In the last shot of the book I’m playing my assistant. He’s like 4’11” and I’m 6’2.” What had happened was that I was having my friend play, he’s 6’6”, and I was doing a shoot of them two. We always play with my assistant ‘cause he’s like a little guy and we mess with him all the time. So I was like, I’m gonna have you play Alan (the big guy) and then I’ll bet on you. It was raining and they were slipping and falling. Chavita the little guy won, so I ended up playing him, and Alan took a shot of us playing. It’s one of the last shots in the book.

Do you think Adidas had a big part in propelling street wear culture?


All these companies did. They all take from the culture but they also blow it up. The reason I started doing clothing companies was because people weren’t making clothes I liked. They weren’t for me. There was nothing for the Latino. That’s when me and my friends started because we didn’t wear all these wild colors, we were more into navy blue, black, white, and gray. We were more into simple, low profile classic pieces. By these companies putting street culture out there, it opened doors for people to do their own thing. A lot of people have become entrepreneurs out of street culture because they know the culture and they’re able to use the information that they know in the business.



The Adidas 1979 book uses quotes from Homer’s The Illiad, highlighting ideas about heroes and warriors. I often see this theme in your photography. Heroes and warriors are found in the most unsuspecting places, especially the street. What do you think is the story of basketball and street culture?


Basketball is a street sport. Its one of the sports that’s played in the hood, or the streets, along with stickball, boxing, and even soccer. Some sports are in the hood and some aren’t. The majority of people don’t come from rich successful families, most come from lower, middle-lower class families, so when there is a positive story of somebody coming from that, a lot more people respond to that and relate to that.
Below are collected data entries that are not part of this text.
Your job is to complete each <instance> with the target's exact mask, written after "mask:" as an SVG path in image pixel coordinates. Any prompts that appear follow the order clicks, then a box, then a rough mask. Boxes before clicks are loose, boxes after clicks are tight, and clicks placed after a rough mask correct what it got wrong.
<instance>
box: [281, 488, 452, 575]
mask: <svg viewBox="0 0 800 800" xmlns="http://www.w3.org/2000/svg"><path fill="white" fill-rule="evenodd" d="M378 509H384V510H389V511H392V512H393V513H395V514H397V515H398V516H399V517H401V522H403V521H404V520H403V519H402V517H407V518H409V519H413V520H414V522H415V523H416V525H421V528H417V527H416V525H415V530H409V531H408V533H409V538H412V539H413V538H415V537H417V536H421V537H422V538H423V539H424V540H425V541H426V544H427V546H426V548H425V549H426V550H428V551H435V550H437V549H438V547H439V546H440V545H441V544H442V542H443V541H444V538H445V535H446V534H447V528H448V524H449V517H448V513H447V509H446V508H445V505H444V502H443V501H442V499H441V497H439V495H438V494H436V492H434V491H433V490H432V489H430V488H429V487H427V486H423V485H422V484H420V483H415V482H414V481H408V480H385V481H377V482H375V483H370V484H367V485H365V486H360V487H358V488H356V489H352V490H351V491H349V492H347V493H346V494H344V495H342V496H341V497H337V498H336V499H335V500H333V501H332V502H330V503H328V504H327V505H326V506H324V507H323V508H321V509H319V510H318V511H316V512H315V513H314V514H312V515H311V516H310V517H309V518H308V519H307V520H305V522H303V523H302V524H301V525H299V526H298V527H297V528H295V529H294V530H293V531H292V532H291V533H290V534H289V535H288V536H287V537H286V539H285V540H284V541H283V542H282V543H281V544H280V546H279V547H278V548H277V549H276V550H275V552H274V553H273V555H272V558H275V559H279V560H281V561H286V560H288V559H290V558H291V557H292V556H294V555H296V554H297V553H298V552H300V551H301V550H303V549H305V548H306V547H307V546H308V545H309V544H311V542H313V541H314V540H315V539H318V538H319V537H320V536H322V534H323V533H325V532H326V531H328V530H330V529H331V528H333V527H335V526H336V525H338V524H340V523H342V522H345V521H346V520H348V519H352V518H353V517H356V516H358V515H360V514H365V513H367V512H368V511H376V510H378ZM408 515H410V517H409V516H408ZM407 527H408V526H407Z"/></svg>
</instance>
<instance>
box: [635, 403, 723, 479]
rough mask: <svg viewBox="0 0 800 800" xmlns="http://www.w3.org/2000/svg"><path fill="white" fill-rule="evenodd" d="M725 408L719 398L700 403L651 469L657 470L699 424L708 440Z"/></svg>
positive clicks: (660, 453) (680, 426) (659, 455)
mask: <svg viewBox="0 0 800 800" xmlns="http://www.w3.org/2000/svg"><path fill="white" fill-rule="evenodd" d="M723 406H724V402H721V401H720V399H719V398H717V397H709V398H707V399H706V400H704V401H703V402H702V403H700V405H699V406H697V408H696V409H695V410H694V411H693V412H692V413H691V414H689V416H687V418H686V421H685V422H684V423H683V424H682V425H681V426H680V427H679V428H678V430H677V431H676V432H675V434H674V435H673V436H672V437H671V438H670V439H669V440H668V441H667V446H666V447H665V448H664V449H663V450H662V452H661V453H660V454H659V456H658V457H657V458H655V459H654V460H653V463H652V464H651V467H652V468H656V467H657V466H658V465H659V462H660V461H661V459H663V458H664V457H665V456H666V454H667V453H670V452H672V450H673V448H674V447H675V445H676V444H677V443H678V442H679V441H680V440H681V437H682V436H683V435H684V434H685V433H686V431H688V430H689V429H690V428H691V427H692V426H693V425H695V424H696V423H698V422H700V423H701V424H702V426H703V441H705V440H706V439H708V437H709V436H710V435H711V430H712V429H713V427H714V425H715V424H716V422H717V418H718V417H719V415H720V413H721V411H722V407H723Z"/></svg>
That’s why I try to show those type of stories, to uplift the community with hope, because there are so many people who think there is no hope, and I made it out of all that shit, so I try to show all those people that there is hope and that you can do whatever you want to do. You don’t have to settle for the least, you don’t have to settle for a dead end job or take somebody’s bullshit all the time. There is light at the end of the tunnel if you keep fighting.